Num abril primaveril emergiu, dos escombros do mundo, Flora. Um broto esquálido, alvo e luminoso percorreu lares diversos. Ora conviveu com um avô que perdera toda a sua família às custas de um genocídio, ora chegou a ser parte de uma família de lobos que a adotaram. Passada de mão a mão, Flora nunca teve, efetivamente, um lar. No entanto, sentia-se sempre acolhida pelos ventos húmidos que rugiam nas ruas sós e pelo sol que a nutria e a mantinha sã.
Muitas vezes, Flora falava com as flores, com as plantas e os arbustos. Acometida por uma solidão irremediável, os diálogos que compartilhava com a natureza eram cada vez mais densos. Quando Flora sorria para as ramagens, elas moviam-se, levemente, em sua resposta.
Com o passar dos ciclos da chuva e das fases lunares, a menina, certo dia, deparou-se com o seu reflexo na água corrente. Não era mais uma “menina”. As pinceladas leves que o vento criava sobre o riacho desvirtuavam a sua imagem. O pouco que se mostrava aparente revelava a figura de uma jovem, florescendo na idade adulta.
Tinha os olhos cor de mar e os cabelos cor de terra. As suas pernas assemelhavam-se a troncos e os seus braços, suaves ramos de uma árvore frutífera. Os seus seios fartos eram maçãs e as suas nádegas, grandes melancias. A sua voz era como o cântico dum sabiá. Corria pelas suas veias um sangue efervescente, limpo.
O seu sangue, formado da água que lhe adentrava pelos lábios carnudos, avermelhados e molhados, tinha a energia de um batalhão ou a força com que troveja uma tempestade — sangue este que se ausentava do seu abrigo todos dos meses, à espreita de um novo refúgio. O líquido escarlate invade a natureza, edifica novas vidas, nutre tudo aquilo que está à espera de receber vida.
No momento em que Flora avistou, de relance, o seu reflexo, testemunhou a imaterialização da sua pessoa.
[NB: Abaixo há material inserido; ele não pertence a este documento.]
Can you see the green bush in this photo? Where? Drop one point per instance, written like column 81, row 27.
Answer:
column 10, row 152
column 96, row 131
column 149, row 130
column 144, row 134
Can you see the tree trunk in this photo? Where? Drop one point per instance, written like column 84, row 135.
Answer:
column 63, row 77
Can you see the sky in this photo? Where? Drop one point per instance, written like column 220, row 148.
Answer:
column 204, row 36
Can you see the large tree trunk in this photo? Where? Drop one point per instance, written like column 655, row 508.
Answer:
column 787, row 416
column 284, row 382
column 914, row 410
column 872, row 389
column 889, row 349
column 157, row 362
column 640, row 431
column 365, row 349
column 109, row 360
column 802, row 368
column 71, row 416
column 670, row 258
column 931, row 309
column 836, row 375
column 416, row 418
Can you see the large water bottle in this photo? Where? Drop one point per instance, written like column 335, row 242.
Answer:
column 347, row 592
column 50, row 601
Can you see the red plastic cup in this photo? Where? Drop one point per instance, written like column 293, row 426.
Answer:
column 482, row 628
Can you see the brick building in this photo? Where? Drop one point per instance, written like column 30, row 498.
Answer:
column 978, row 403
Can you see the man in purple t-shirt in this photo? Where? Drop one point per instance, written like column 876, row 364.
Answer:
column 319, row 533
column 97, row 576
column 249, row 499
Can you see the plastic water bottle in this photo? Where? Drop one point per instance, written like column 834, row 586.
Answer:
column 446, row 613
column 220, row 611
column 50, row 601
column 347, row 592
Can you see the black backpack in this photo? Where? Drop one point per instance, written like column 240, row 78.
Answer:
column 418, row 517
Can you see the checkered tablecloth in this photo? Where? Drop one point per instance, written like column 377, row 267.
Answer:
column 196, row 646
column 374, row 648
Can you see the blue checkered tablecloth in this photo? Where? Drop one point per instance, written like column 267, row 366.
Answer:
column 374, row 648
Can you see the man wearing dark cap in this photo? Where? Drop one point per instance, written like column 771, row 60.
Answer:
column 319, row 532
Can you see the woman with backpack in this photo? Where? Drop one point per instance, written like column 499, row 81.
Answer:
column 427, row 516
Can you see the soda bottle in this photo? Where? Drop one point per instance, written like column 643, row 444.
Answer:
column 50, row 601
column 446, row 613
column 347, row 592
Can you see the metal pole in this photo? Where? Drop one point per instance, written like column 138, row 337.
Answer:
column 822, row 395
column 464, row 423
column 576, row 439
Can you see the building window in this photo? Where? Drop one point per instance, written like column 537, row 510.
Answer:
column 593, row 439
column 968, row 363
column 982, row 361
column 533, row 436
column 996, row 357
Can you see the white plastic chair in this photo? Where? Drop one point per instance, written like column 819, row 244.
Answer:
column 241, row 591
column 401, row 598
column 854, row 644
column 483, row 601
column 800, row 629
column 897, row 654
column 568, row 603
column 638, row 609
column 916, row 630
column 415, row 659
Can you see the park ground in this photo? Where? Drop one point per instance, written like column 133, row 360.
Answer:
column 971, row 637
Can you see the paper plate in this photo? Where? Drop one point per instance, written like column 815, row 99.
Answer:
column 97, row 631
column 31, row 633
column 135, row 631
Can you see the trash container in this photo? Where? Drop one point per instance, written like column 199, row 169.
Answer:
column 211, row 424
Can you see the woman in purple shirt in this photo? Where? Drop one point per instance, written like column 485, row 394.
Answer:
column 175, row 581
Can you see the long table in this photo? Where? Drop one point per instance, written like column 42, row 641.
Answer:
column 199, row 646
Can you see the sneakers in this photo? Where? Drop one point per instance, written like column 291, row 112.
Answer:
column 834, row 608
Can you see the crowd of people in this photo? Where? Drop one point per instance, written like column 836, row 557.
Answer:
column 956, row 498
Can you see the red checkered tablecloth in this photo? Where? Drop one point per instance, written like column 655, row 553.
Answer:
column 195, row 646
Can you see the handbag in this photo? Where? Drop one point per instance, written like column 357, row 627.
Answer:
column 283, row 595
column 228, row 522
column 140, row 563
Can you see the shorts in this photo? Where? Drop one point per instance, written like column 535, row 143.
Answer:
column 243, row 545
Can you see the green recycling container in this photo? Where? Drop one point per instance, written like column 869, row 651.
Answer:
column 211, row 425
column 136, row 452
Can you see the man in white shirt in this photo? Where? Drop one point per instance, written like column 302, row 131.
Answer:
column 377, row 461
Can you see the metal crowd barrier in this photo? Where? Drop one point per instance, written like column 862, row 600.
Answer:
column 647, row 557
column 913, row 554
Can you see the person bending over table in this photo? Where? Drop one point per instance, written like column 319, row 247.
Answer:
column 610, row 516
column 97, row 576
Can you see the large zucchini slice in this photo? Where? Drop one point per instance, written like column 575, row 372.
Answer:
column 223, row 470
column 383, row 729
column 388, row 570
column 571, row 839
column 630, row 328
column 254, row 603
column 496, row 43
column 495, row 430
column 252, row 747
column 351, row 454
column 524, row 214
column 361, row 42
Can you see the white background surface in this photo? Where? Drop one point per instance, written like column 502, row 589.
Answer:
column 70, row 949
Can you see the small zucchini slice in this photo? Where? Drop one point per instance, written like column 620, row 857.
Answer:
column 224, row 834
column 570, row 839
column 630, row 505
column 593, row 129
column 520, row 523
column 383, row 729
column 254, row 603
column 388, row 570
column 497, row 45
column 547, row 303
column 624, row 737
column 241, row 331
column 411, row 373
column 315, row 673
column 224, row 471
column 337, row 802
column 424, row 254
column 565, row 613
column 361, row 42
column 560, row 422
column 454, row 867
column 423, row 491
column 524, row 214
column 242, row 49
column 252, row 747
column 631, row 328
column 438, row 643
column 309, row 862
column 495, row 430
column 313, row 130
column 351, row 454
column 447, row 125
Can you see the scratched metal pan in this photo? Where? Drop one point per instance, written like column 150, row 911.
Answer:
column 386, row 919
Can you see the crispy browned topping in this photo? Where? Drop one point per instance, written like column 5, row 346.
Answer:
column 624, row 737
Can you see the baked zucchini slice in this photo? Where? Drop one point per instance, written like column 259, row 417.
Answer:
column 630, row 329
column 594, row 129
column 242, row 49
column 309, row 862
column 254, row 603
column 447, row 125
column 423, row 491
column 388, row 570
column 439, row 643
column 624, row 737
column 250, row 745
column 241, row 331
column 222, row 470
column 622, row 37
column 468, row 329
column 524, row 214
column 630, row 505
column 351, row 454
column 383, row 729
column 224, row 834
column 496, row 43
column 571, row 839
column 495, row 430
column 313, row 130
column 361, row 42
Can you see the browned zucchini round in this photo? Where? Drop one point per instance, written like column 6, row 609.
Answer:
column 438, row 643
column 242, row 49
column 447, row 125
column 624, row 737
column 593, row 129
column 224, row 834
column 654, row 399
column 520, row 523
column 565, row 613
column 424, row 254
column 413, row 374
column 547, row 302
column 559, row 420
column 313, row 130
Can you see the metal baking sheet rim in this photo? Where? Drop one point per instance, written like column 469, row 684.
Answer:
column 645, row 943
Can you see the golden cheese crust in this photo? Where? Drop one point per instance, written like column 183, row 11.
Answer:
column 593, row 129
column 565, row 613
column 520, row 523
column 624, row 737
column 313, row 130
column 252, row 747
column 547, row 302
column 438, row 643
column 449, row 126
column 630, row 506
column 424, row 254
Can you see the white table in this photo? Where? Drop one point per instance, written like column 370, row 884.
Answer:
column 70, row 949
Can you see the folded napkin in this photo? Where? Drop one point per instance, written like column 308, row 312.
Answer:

Todos os elementos que participavam do seu organismo eram efémeros. O sangue escorria-lhe por entre as pernas, as lágrimas através dos olhos, o suor pela pele, os fios de cabelo caíam ao vento, as unhas novas cresciam a cada mês, e a pele renovava-se, como a de uma cobra, constante e invisivelmente. Flora era invariavelmente variável. A sua vivacidade residia, pois, na capacidade de se regenerar. Flora era o fruto do seu meio, Flora era nova a cada dia e a cada ar que recebia, sempre inusitado, ao inflar-se-lhe os pulmões.
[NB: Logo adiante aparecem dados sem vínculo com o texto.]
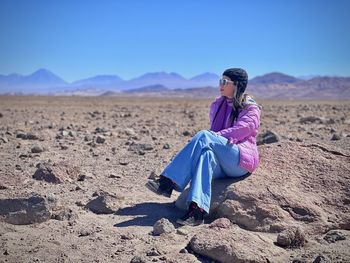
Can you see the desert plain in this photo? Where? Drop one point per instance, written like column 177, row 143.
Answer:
column 73, row 170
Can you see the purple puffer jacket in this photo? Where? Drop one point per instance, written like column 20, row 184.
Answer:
column 243, row 132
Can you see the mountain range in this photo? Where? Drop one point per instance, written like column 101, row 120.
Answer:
column 273, row 85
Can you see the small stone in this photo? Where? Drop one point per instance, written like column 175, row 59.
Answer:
column 320, row 259
column 336, row 137
column 64, row 133
column 123, row 162
column 72, row 134
column 153, row 175
column 100, row 139
column 166, row 146
column 64, row 147
column 221, row 223
column 129, row 132
column 334, row 236
column 182, row 231
column 88, row 138
column 37, row 149
column 81, row 177
column 3, row 187
column 21, row 135
column 4, row 139
column 138, row 259
column 153, row 252
column 186, row 133
column 114, row 176
column 32, row 136
column 84, row 233
column 163, row 225
column 79, row 203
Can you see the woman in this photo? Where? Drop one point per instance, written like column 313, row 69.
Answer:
column 228, row 149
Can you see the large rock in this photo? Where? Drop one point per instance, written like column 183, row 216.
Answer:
column 295, row 185
column 24, row 211
column 56, row 173
column 236, row 245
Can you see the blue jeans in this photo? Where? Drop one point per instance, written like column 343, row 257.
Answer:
column 206, row 157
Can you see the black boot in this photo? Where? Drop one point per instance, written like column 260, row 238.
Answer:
column 193, row 217
column 162, row 186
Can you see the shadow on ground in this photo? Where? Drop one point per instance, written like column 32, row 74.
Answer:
column 148, row 213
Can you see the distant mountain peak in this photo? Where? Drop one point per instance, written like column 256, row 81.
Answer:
column 273, row 78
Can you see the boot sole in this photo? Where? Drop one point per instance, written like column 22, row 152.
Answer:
column 154, row 188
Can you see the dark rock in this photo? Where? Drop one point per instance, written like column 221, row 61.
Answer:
column 235, row 245
column 57, row 173
column 123, row 162
column 37, row 149
column 72, row 134
column 166, row 146
column 138, row 259
column 4, row 139
column 320, row 259
column 153, row 252
column 114, row 176
column 24, row 211
column 140, row 148
column 81, row 177
column 267, row 137
column 163, row 225
column 85, row 233
column 88, row 137
column 221, row 223
column 100, row 139
column 32, row 136
column 334, row 236
column 64, row 147
column 184, row 251
column 64, row 133
column 299, row 260
column 64, row 214
column 3, row 187
column 21, row 135
column 186, row 133
column 100, row 130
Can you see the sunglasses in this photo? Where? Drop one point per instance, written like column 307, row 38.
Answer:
column 224, row 82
Passados os anos, Flora deixava-se levar pelos ares. Quando chovia, molhava-se. Quando o dia era ensolarado, bronzeava-se. Quando as folhas de outono caíam, caíam também os seus cabelos. Com a trizteza do outono, depunha-se a sua felicidade e instaurava-se-lhe o pranto. Respirava ao mesmo ritmo das ondas do mar e caminhava ao pulso das cachoeiras.
Quando chegou a sua hora, Flora desfez-se em partes incalculáveis. A sua carne já não era mais carne. Flora regenerou-se em dezenas de frutos, de legumes e ascenderam filhotes de várias espécies a partir dos elementos que costumavam compor a sua carne e o seu espírito. Ela desvirtuou-se pelo ambiente e, numa leveza infindável, a sua solução fundiu-se em vidas novas. Flora tornou-se eterna.